In 1995 thinning guys across America rejoiced. This was the year that minoxidil, the first FDA-approved medication for the treatment of male-pattern baldness, was available over-the-counter. It was previously only available by prescription and usually at pretty high prices to boot. Minoxidil is manufactured and distributed under the brand name Rogaine, however generics are also available.
Minoxidil was first utilized in a compound created by Upjohn Laboratories to treat high blood pressure (hypertension). An interesting side-effect was noticed that patients began to grow hair where it had previously been lost and even where it was never supposed to be in the first place, such as around women’s breasts and on the inside of women’s forearms
Upjohn quickly realized the potential of marketing the compound as a hair loss treatment and launched a large campaign worldwide to further test its efficacy. The results were pretty impressive, though not mind-blowing. Around 80% tested reported “satisfactory results” (this meant the user lost no more hair) and around 20% reported regrowth. The regrowth, however, was limited to very thin hair (vellus hair) and grew to only 2 or 3 centimeters. Don’t be quick to judge those results as completely negative, however.

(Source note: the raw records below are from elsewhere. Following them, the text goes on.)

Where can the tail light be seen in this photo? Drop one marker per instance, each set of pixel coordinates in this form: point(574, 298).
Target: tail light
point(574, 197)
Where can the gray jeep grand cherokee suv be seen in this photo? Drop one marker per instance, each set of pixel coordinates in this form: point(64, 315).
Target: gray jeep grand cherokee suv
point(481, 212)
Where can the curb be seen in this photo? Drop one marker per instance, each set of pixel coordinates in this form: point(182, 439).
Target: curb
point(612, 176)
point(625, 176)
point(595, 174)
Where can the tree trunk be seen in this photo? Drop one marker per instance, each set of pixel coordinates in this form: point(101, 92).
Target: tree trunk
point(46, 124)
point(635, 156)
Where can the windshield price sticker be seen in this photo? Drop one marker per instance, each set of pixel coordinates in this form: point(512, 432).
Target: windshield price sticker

It has been established that small, thin hair coverage can add tremendously to the overall look and thickness of the hair. Before one automatically dismisses the advantages of minoxidil as being unimportantly minute, he should consider that big things can come in small packages – those little hairs do a lot.
Minoxidil is available in stores in two strengths: 2% and 5%. The 2% concentration is marketed as “regular strength” while the 5% is touted as “extra strength.” The 2% concentration is also available for use by women. There are other companies that distribute concentrations as high as 15%.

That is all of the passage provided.